Green told jurors to expect one or more former Tyson employees to testify: "Hopefully, I will get them to admit they did this on their own."
A December 2001 indictment accuses Tyson and other defendants of taking part in a conspiracy in which illegal workers were smuggled to poultry plants in Tennessee, North Carolina, Virginia, Indiana, Missouri and Arkansas.
Tyson attorneys have said they turned down a government demand for $100 million to have the charges dismissed. They have also accused the government of using undercover agents to entrap Tyson employees.
MacCoon said he would prove the conspiracy through secretly recorded conversations between undercover agents and Tyson managers, and through the testimony of two former Tyson managers who have struck plea-bargain deals.
The prosecutor said workers from Mexico and Central America were either smuggled into the country and given false identification or knowingly hired as illegals through agencies that provided temporary help.
MacCoon said Tyson sought illegal immigrants because they "would work for low wages and never complain - no matter how much they were exploited."
He described the Shelbyville plant as "the proving ground of a nationwide conspiracy by Tyson." Shelbyville has Tennessee's highest percentage of Hispanic residents - 8 percent, according to the 2000 Census.
Green said the company was obeying immigration laws.
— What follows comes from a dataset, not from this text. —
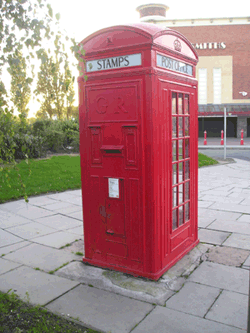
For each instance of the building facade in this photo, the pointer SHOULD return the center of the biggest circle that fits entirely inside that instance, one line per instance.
(223, 71)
He said that during the government's undercover investigation, the company was also being investigated for employment discrimination complaints. He said the company was not "causing people to use false documents" to get jobs.
In addition to the company, the defendants include Gerald Lankford, 63, of North Wilkesboro, N.C., a former human relations manager; and two former managers, Robert Hash, 49, of Greenwood, Ark.; and Keith Snyder, 42, of Bella Vista, Ark.